Heirloom tomatoes (or "ugly tomatoes) have always had better flavors. Last year I grew hybrids next to my ugly ones and the hybrids couldn't touch the ugly ones on flavor.

I must be out of the loop. This is the first time I heard of banning heirloom tomatoes. What a tragedy that would be, no wonderfully sweet, salty tomatoes to enjoy on a hot humid day!

Enjoy your homely homer, I think you will find it a keeper!

I'm not sure if they are still "banned" in Florida or not. The ban was on selling them to the rest of the country. The Florida Tomato Committee said they only wanted "nice looking" round tomatoes to represent their state. I think it was because UglyRipe was outselling the others and the Committee probably consisted of those other sellers!

I'm not sure if Homely Homer is indeed an Ugly Ripe variety. If anyone knows anything else about Homely Homer, I would love to hear from you.

Hi! Just looking around the net I found your page about the Homely Homer and the uglyripes.

The uglyripe is actually a different variety, developed by Procacci Brothers and grown exclusively by Santa Sweets. It was developed from an Italian variety called Maramondo.

It is actually the first (and only) product audited and protected under the USDA Identity Preservation Program.
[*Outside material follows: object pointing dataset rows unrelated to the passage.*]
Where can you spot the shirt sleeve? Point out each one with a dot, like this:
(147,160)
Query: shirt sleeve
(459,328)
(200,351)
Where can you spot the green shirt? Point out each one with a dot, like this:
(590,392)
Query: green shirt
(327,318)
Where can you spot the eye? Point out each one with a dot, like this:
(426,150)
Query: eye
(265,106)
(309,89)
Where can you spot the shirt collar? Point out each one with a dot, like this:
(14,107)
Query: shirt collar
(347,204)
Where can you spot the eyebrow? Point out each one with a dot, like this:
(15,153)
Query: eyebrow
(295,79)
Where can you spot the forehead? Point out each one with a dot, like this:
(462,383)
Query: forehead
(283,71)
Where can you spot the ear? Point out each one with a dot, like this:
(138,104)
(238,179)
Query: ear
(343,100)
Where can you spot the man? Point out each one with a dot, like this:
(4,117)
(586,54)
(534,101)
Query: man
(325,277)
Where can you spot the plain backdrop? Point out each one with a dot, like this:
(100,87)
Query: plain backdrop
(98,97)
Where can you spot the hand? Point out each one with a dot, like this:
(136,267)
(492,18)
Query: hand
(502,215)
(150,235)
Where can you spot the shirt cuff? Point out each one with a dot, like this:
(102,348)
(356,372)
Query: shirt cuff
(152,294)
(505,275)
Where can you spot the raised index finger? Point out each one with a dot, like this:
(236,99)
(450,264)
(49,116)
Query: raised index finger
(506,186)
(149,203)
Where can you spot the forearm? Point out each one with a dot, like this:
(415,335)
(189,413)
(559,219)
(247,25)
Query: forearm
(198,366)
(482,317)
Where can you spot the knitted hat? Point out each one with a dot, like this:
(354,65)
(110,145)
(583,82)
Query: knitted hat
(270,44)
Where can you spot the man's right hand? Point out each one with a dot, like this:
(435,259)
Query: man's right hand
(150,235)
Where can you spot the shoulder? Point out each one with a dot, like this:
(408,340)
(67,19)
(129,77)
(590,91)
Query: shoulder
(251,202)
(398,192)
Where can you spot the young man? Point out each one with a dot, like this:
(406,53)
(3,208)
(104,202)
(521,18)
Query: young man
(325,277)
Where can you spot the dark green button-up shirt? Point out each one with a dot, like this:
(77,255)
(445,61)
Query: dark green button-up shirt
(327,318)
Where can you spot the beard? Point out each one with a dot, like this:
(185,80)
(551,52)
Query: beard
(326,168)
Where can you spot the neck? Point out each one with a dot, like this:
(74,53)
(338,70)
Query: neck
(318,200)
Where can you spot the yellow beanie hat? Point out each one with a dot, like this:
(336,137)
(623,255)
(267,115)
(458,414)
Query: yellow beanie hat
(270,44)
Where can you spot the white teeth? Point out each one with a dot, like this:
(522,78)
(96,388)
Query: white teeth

The controversy with the Florida Tomato Commitee was finaly resolved when USDA passed a final ruling exempting this tasty beauty from shape the restrictions that made it virtually impossible to ship the Uglyripe out of Florida during the marketing order season.

This winter season volumes were kind of low, but very soon you will all be able to enjoy the Uglyripes and bring some relief to your winter days.

Thank you Manuel for the update on UglyRipe. I had heard that it was Santa Sweets that was trying to sell them from Florida.

I wonder is Homely Homer is a different derivative of Maramondo. I'd so like to know what tomato it is or if it is a one-of-a-kind variety of its own.

I'd love to hear from anyone else who has any insight Anyone out there from Michigan who knows anything about Bert R. Hybels Inc, the distributer of Homer?

Thanks again to ellipsisknits, our anonymous friend and Manuel for your contributions so far!

For you tomato lovers, you could check a very intersting site with pictures of a LOT of heirloom tomatoes.

I have never ordered from the site but find their display of varieties truly amazing.


On the Uglyripes, we grow them in three locations in Florida, North Carolina, New Jersey and Mexico.

The original maramondo is not as flat shaped as the Homer. I can be sure, but it doesn't look like a descendant.

Check out that site, i'm sure you'll find it interesting

I grew Homely Homer this year in my Mesquite, Texas garden and I am totally addicted to the flavor. I don't know what genus is is, but I've started new plants from seed for my fall garden and hope it's not a hybrid. Has anyone else done this?

Bruce F

Is the another name for the ugly homer Costoluto?


I've got a couple of Costoluto plants with fruit that are almost ripe and they look very similar to the Homely Homer.

Also shown in this photo -


Yeah I'd say it's definitely a Costoluto Genovese, here is a picture of mine before it ripened:

This is an old time heirloom tomato. I've since harvested many and they are very beefy and the flavour has been verified as very tasty by myself and many friends who have tried them. In fact it's one of the few I'm saving seeds from this year, the others weren't so interesting.